Imagine you want to make a trip to downtown Atlanta without a car, bicycle, e-scooter, or other means of moving about.

Instead of summoning Uber or Lyft, or catching a train, you punch an app on your smartphone, walk to the street, and get picked up in moments by a MARTA bus heading that direction.

The charge for your ride? $2.50.

Could such an on-demand transportation component be an integral part of Atlanta’s transit future? Officials with MARTA and Georgia Tech say they’re about to find out.

The U.S. National Science Foundation has awarded the transit agency and school a $1-million grant to launch a pilot program, testing what’s known as an “On-Demand Multimodal Transit System Solution,” or ODMTS, around Atlanta.

The funding comes as part of the broader Civic Innovation Challenge program, which is helping foot the bill to develop community-based solutions to mobility and disaster challenges.

ODMTS, as MARTA officials relay, is considered a hybrid approach to traditional public transit and ride-share services. It “offers real-time routing that meets rider demand, optimizes vehicle use, and fills in service gaps left by a fixed bus route.”

One goal of ODMTS is to eliminate long waits at bus stops. Instead, riders would summon buses via smartphone apps to specific locations when they’re ready to head out, for example, to the grocery store or a MARTA train station.

“Exploring first- and last-mile connectivity options is important in providing transit service that meets the needs of everyone in metro Atlanta,” Collie Greenwood, MARTA’s deputy general manager, said in today’s grant announcement.  

For starters, MARTA is partnering with the Georgia Tech Research Cooperation on the small-scale pilot program. The objective is to test the system’s efficiency and see if a version could be scaled across MARTA’s service area, as the agency retools and redesigns its network of bus transit.
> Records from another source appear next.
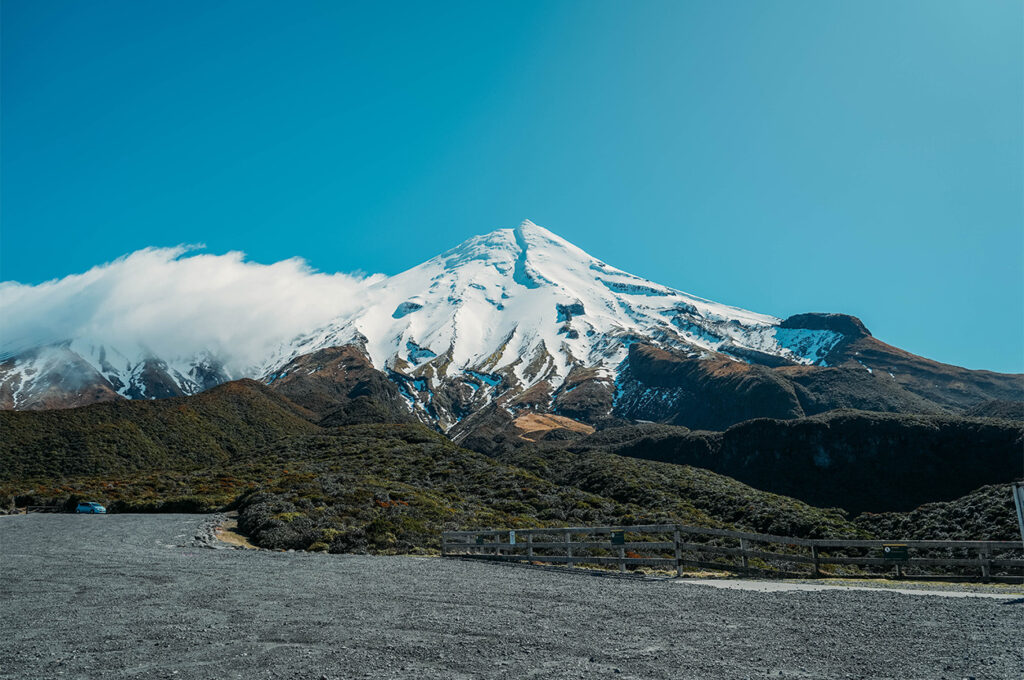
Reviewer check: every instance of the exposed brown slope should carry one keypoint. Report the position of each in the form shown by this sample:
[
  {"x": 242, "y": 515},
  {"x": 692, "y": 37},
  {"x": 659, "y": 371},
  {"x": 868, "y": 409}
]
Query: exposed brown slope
[
  {"x": 341, "y": 386},
  {"x": 947, "y": 385}
]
MARTA says the initial ODMTS service will be test-driven in areas across the City of Atlanta, DeKalb, Fulton, and Clayton counties where there’s a need for more transit accessibility now.

Plans call for connections to nearby, traditional bus route transfer hubs, such as Park & Ride and rail stations. MARTA’s current one-way fare of $2.50 will apply, with all transfers included, according to the agency.   

MARTA images via Shutterstock

Georgia Tech professor Pascal Van Hentenryck, alongside the institute’s Industrial and Systems Engineering team, will provide the required technology for the project. That includes routing logic, as well as rider, operator, and administrator system apps. 

In his own statement, Van Hentenryck called MARTA leadership “very forward-thinking” and “extremely collaborative” in providing Georgia Tech “with vast amounts of data and insights to drive the process.” 

MARTA officials say a start date for the pilot program—and details on how interested riders can participate—will be released in coming months.